As we cry out in anguish in Israel over the deaths of our heroic youth, how can Jewish parents of the Diaspora look in the mirror knowing that the young Jews of Israel are sent out to battle lacking the manpower needed to triumph over the haters of Israel who surround us while their own precious children go about their business as usual pursuing pleasure and lucrative careers? (And yes, we know there are those in Israel who do the same, but that is for another article.)
There is no excuse for this evasion. Everyone is obliged to defend the nation and not stand idly by when Jewish blood is being spilled. Everyone. Just like the tribes of Reuven and Gad and the half-tribe of Menashe. Hashem doesn't play favorites. When they ask for an exemption from the battle to conquer the Land of Israel, Moshe chastises them angrily, saying: “Shall your brethren go to war and you sit here? Why do you weaken the Children of Israel from going over into the Land which Hashem has given them…? Behold you have risen up in the place of your fathers, a brood of sinful men (the generation of the Spies who refused to join the battle to conquer the Land) to increase the fierce anger of Hashem toward the Israelite people” (Numbers, 32:5-15).
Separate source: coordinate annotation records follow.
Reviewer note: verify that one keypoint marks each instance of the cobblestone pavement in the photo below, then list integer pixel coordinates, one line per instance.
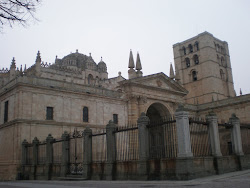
(230, 180)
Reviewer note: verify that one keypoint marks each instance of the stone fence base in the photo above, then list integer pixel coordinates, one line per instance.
(162, 169)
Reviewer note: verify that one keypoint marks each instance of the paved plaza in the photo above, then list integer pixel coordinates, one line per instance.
(240, 179)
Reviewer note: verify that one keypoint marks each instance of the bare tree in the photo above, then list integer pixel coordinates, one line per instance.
(17, 11)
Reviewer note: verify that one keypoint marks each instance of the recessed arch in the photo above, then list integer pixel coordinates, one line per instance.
(157, 111)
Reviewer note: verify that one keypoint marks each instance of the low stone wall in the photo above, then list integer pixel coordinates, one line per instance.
(157, 169)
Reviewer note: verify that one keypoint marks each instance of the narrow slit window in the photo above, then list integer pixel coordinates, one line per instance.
(85, 114)
(49, 113)
(194, 74)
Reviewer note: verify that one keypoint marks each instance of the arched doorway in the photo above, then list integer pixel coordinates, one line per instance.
(157, 111)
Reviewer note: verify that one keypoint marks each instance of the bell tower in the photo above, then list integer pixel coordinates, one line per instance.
(204, 68)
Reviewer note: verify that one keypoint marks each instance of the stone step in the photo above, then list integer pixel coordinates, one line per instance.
(71, 178)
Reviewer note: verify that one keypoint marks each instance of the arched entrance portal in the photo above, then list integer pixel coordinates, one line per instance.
(157, 112)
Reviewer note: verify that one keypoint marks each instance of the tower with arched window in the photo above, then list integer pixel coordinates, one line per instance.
(204, 67)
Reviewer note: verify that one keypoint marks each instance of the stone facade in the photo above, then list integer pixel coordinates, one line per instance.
(51, 98)
(204, 68)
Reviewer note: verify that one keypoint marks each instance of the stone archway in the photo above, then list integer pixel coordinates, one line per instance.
(157, 112)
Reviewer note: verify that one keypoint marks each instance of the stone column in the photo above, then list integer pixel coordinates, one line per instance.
(87, 153)
(143, 139)
(236, 140)
(184, 161)
(111, 150)
(35, 143)
(65, 154)
(214, 138)
(141, 101)
(49, 156)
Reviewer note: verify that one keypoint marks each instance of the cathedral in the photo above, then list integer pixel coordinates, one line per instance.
(76, 92)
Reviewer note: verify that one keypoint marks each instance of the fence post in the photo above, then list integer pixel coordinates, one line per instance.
(49, 156)
(184, 161)
(143, 140)
(35, 143)
(213, 131)
(87, 153)
(24, 158)
(65, 154)
(236, 140)
(111, 150)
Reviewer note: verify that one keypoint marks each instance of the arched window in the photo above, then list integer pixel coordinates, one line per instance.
(196, 44)
(90, 79)
(222, 75)
(184, 50)
(85, 114)
(194, 75)
(187, 60)
(190, 47)
(196, 59)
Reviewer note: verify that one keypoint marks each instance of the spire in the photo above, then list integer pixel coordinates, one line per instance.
(138, 62)
(38, 57)
(171, 72)
(131, 63)
(177, 76)
(25, 70)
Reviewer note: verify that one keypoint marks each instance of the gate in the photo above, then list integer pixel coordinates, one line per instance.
(76, 153)
(162, 139)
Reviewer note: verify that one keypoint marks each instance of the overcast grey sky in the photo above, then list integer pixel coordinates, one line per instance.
(110, 28)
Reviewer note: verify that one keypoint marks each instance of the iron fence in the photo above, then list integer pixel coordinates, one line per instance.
(76, 152)
(127, 143)
(225, 139)
(57, 151)
(200, 143)
(29, 154)
(163, 139)
(245, 137)
(99, 150)
(41, 153)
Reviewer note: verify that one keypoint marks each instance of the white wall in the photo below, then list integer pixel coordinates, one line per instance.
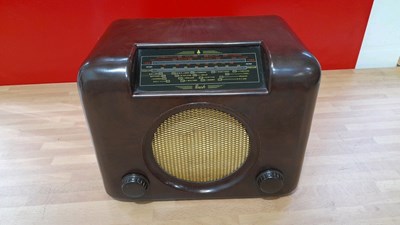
(381, 44)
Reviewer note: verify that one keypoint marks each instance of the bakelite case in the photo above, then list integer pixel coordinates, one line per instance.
(122, 119)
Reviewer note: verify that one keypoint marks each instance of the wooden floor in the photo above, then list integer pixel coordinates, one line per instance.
(351, 174)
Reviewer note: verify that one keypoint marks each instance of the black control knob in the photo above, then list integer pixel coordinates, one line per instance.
(134, 185)
(270, 181)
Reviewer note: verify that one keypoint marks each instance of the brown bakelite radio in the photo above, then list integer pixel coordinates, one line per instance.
(199, 108)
It is told that Rabbi Avraham Yitzhak HaKohen Kook, the Chief Rabbi of Eretz Yisrael, hosted the sixth Admor of Lubavitch, Rebbe Yosef Yitzhak Schneersohn, in his home during the Admor’s visit to the Holy Land. Since it was Parshat Matot, Rabbi Kook said a Dvar Torah about the events in the Parsha, asking why Moshe Rabenu didn’t receive Divine punishment for speaking harshly to the tribes of Reuven and Gad for wanting to remain on the eastern bank of the Jordan River and not journey on to the Promised Land proper to join in conquering the Land. After all, when Moshe called the Jews rebels when he smote the rock to bring forth water, Hashem punished him by not allowing him to enter Eretz Yisrael. Here, Moshe calls them “a brood of sinful men,” yet he is not punished.
Rabbi Kook explained that because Moshe Rabenu rebuked them for weakening the Nation by not wanting to make Aliyah, as in the case of the Spies, it was correct to address them harshly, and Hashem agreed.
“Even more so today,” Rabbi Kook told his distinguished guest. “We see the way of Torah in this matter. When these Tribes balked in performing the mitzvah of making Aliyah and conquering the Land of Israel, even though they presented tangible excuses, in possessing much cattle, it is not appropriate to answer them politely – rather yelling at them is the proper response. And if this is the case with the Tribes of Israel, how truer today, in a generation so poor in deeds, even if we find the most justified excuses, if that were possible, in failing to perform the mitzvah of Aliyah to the Land – what are we, what Torah do we have, what is our righteousness, what is our strength when compared to the Tribes in the days of Moshe?”
Rabbi Kook added, “Our knowledge is limited, and the ways of Hashem are hidden, but there is absolutely nothing in the world which can absolve a person from making Aliyah to Eretz Yisrael. We must strengthen our faith and belief that only in the Aliyah to Israel and its settlement will the Torah be fulfilled, as it says: "Her king and her princes are among the nations – there is no Torah,” (Lamentations, 2:9).
Hashem peers beyond birth certificates and passports. You can keep away from Israel but you can't run away from Hashem.